YINCHUAN, Feb. 19 (Xinhua) -- Carving a golden carp on an empty eggshell, high school student Lu Wenbo spent most of his winter holiday in a community cultural activity center in northwest China's Ningxia Hui Autonomous Region.
"The golden carp forebodes good luck. When I'm finished, I'll share my work on WeChat," Lu said.
Egg carving is often called "the most fragile art," as it requires the ultimate precision and care before, during and even after the creation.
With a long history, the folk art originates from the custom of giving carved eggs as gifts at weddings and birthday parties.
Around this Spring Festival holiday, a group of folk artists started to teach children and teenagers in the Kuangzhong community in Huinong District in the city of Shizuishan.
"Children have become interested in the traditional folk art during the Spring Festival holiday," said Li Zhanlin, a local official in the community.
Recently, the community has launched three eggshell carving training activities, attracting at least 20 children each time.
To carve delicate and exquisite patterns, including flowers and birds, fantasy creatures and the twelve Chinese zodiac signs, on the thin and fragile eggshells has aroused children's curiosity.
"Each hair of the animals can be clearly seen on the carved eggshell," said Lu.
Learning from the artists, Lu and his friends started to punch holes in the eggs, extract the yolk, paint the eggshell and then carve it.
"The eggshells can break easily in the process, but the children are very concentrated," said Zhu Jinjun, a tutor at the community cultural activity center.
"Eggshell carving is an intangible cultural heritage.
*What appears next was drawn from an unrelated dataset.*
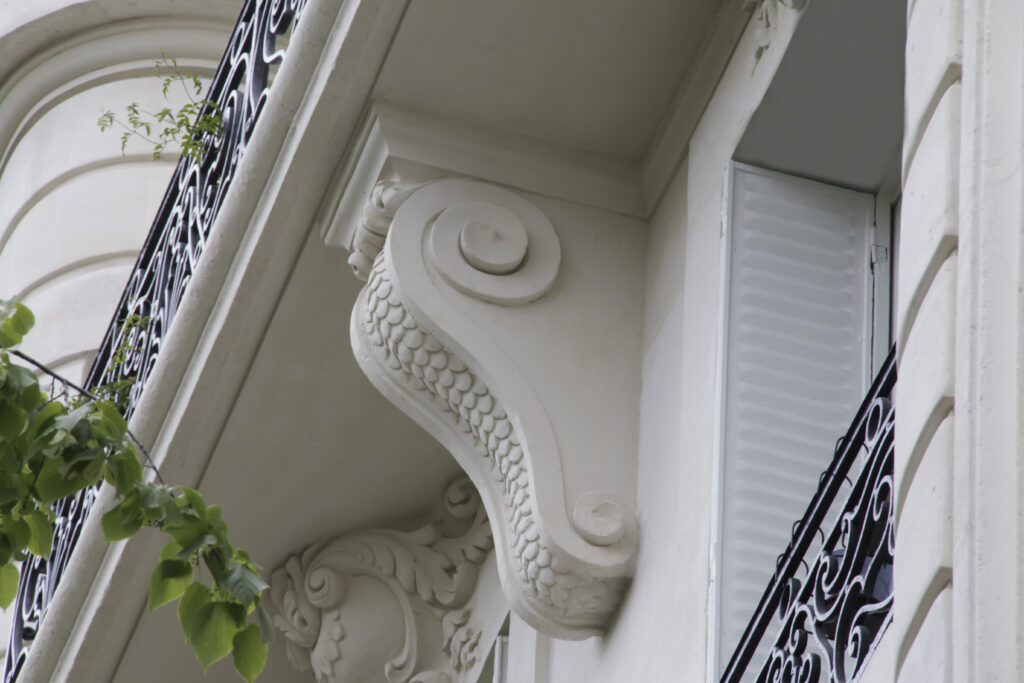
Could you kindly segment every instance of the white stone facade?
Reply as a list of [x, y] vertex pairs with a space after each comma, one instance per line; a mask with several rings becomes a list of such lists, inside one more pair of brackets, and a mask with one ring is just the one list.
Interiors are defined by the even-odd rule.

When teaching how to carve, I like to tell children the relevant historic and cultural knowledge," Zhu said.
They may not become folk art masters from the short holiday training, but Zhu hopes the activities can help the children experience the traditional culture.
Zhu, also a retired miner, learned how to carve eggshells by himself.
In 2017, the community established studios for folk artists like Zhu to encourage them to play positive roles in spreading the traditional culture and arts.
"With the help of these folk artists, children in the community are becoming increasingly interested in traditional art such as Chinese calligraphy, painting, paper cutting and the diabolo -- the Chinese yo-yo," said Li Zhanlin.